1930'ların başında George Hamdani isimli bir Yahudi, İran'ın Hemedan şehrinden Orta Afrika ülkesi Çad'a gidiyor. O sırada başkent Encemine'de inşaatı yeni tamamlanan büyük bir cami için müezzin aranıyor.
Kendisini Müslüman gibi tanıtan Hamdani, vazifeye talip oluyor. Zamanla cemaate kendini benimsetiyor. Bir Müslüman kadınla evleniyor.
Yedi çocuğu oluyor. On yılda 40 ev, iki otel ve bir sinema salonunun da dâhil olduğu büyük bir servet biriktiriyor.
1943'te artık camiye gitmeyi bırakıp kimliğini açıklıyor, "Aslında ben Yahudiyim" diyor.
Ülke 1960'ta bağımsızlığını ilan ediyor. İsrailli elçi iki yıl sonra Tel Aviv'e "Çad'daki tek Yahudi'yi buldum" diye bir belge gönderiyor.
61 yıl sonra gizliliği kaldırılınca ortaya çıkan mektupta İsrailli elçi, Çadlıların Hamdani'nin Yahudi olduğunu öğrenince ne tepki verdiklerini şöyle anlatıyor:
"Bu elbette şehirde büyük bir kargaşaya neden oldu ancak Hamdani fazlasıyla zengindi, köklü bir yapıya sahipti ve çıkarları olan insanlar tarafından korunuyordu. Ayrıca Afrika'nın hiçbir şeyi fazla ciddiye almama eğilimi nedeniyle de bu mesele unutuldu."
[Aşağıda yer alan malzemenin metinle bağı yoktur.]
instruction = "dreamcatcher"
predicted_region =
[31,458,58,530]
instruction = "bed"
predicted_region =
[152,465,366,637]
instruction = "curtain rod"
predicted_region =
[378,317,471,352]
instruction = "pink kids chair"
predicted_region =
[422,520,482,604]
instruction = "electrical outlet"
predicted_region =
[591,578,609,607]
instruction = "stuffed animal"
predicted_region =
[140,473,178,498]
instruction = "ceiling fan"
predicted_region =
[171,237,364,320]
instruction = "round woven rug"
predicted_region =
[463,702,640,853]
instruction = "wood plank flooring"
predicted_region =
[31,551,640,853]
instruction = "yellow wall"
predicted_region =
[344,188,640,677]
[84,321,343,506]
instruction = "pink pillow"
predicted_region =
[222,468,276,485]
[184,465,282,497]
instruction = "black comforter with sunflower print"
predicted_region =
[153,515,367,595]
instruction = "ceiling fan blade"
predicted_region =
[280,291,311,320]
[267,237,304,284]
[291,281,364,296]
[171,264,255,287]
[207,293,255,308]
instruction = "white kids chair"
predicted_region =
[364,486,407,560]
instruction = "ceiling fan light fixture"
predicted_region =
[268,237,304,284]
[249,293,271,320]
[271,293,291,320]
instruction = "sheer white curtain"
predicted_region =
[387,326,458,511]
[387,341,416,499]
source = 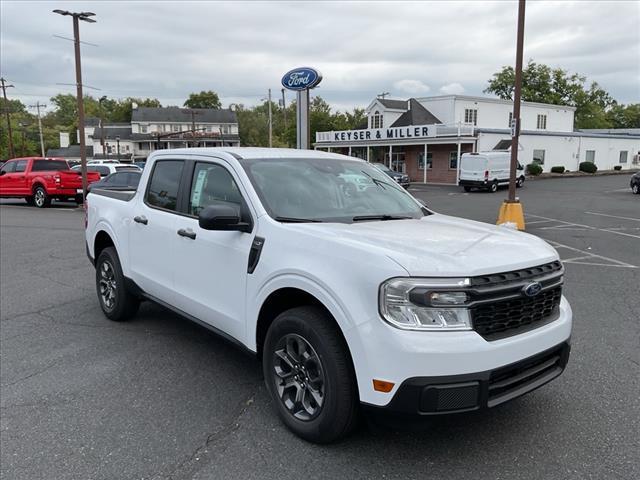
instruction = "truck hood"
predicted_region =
[296,214,558,276]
Al Afrika'yı vur Müslüman coğrafyasına... Adamlar işi çözmüş! Ne kadar ibretlik değil mi? Bilemezsiniz... Kimi zaman karşınıza din adamı, kimi zaman siyasetçi, parti lideri, akademisyen, gazeteci olarak çıkarlar... İşte Siyonizm budur.”